L’annata 2021 di Petite Arvine Vigne Rovettaz dimostra questo grande carattere: frutta bianca ed erbe aromatiche al naso, in bocca grande freschezza ma anche struttura.

La nostra giornata in vigna in occasione della vendemmia della Petite Arvine a metà ottobre
Grande complessità e intensità per il
Torrette superiore Vigne Rovettaz, realizzato con il
Petit Rouge al 75%, con il quale concorrono il 10% di
Fumin, il 10% di
Cornalin e il 5% di
Premetta. Un vino di struttura, con un buon equilibrio al sorso, che sa essere anche sapido e di ottima beva.

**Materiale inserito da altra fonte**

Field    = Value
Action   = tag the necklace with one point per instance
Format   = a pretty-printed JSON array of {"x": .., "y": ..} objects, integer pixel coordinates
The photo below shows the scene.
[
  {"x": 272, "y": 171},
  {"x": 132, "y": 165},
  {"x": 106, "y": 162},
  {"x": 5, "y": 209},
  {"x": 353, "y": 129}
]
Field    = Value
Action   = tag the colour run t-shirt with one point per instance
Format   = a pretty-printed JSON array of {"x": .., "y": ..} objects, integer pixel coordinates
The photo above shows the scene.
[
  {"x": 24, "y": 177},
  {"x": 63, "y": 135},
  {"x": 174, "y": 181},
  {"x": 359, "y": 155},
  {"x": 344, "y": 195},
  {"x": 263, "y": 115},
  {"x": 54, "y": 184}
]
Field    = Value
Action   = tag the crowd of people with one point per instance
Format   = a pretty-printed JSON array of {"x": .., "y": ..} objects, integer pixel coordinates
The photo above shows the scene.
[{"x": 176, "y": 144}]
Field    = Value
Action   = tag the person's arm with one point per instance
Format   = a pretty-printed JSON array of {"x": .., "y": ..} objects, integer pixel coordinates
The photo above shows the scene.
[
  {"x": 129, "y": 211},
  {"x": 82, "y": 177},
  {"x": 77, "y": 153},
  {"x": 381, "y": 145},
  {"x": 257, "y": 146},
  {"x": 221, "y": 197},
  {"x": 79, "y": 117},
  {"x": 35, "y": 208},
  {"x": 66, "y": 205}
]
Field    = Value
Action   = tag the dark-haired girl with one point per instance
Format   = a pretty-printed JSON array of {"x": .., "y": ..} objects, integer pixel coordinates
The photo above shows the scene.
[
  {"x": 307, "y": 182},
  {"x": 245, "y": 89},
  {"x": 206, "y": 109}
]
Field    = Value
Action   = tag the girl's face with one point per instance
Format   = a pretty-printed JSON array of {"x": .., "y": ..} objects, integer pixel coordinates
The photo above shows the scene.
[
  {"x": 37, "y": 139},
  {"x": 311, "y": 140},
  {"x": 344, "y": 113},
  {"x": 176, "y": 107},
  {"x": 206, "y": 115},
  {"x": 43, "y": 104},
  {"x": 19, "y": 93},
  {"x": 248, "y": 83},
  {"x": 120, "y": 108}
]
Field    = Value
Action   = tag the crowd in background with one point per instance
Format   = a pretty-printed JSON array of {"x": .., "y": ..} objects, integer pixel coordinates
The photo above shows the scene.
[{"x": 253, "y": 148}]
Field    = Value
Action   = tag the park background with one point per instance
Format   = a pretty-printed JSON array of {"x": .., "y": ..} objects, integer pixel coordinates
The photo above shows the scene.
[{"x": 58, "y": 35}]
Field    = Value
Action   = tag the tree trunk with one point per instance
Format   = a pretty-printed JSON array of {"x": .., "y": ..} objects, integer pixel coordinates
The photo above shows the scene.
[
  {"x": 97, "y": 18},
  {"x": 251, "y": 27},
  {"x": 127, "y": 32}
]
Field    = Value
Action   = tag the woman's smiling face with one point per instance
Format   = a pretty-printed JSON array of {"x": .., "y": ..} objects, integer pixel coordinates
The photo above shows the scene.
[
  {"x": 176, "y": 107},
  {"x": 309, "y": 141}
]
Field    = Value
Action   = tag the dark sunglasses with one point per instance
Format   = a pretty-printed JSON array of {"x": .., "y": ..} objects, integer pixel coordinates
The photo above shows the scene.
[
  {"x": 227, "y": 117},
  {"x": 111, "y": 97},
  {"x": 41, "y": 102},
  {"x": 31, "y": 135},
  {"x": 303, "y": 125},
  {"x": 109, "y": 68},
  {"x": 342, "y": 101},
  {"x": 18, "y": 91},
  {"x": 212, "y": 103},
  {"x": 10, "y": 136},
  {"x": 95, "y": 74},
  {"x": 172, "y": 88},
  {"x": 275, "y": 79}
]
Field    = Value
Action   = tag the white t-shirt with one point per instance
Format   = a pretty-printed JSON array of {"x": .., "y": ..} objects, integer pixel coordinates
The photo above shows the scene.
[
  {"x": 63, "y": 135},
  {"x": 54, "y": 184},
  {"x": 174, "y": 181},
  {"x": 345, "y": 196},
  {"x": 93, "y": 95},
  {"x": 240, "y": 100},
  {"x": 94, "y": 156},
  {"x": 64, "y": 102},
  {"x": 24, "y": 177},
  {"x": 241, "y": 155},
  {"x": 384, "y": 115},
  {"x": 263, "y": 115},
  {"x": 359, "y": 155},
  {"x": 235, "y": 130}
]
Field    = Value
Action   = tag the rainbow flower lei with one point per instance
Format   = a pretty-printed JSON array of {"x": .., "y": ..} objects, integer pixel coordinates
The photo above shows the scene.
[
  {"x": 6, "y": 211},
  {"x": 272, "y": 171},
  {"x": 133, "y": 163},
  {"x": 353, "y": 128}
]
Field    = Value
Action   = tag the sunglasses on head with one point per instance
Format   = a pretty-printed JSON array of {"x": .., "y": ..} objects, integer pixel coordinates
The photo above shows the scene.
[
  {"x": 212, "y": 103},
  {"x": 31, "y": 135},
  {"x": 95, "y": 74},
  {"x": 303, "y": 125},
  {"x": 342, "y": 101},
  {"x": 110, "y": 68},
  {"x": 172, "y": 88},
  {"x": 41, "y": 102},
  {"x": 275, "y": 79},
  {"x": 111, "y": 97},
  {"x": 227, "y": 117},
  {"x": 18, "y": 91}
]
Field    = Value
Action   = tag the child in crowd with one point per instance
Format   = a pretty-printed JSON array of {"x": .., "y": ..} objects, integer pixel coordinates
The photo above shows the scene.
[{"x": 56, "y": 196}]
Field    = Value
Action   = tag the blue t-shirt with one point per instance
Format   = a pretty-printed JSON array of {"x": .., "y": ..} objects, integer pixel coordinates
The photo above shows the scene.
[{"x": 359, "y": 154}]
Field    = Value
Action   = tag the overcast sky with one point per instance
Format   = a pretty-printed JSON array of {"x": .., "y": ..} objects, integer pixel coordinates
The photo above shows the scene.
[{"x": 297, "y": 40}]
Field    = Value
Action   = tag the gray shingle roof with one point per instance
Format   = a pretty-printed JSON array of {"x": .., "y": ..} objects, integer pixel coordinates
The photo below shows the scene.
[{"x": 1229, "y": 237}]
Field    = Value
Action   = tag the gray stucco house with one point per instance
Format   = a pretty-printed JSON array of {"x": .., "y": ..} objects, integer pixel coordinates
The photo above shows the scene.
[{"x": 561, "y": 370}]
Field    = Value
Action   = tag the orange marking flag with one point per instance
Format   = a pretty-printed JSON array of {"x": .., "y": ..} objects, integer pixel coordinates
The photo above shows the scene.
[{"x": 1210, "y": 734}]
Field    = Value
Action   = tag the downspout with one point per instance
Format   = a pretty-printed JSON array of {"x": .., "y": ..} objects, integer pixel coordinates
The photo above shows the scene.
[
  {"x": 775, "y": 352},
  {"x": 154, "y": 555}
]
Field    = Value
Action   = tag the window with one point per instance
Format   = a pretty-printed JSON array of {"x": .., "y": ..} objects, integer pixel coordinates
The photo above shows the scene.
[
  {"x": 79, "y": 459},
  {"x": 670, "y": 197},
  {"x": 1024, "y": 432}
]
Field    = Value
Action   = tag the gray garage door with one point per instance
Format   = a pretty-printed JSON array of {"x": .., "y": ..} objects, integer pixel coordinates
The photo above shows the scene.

Il Fumin è probabilmente il vino simbolo di Grosjean tra i rossi: profumi ampi e avvolgenti, dove escono oltre ai frutti di bosco anche note speziate, e sorso lungo e verticale, con una grande spinta acida e sapida che danno l’idea di un potenziale futuro notevole.
Questi sono solo esempi della produzione di Grosjean, che si attesta ora tra le 200 e le 250mila bottiglie con una ventina di referenze differenti, ma che in futuro vorrebbe raggiungere quota 300mila. Ma senza mai scendere a compromessi con la qualità.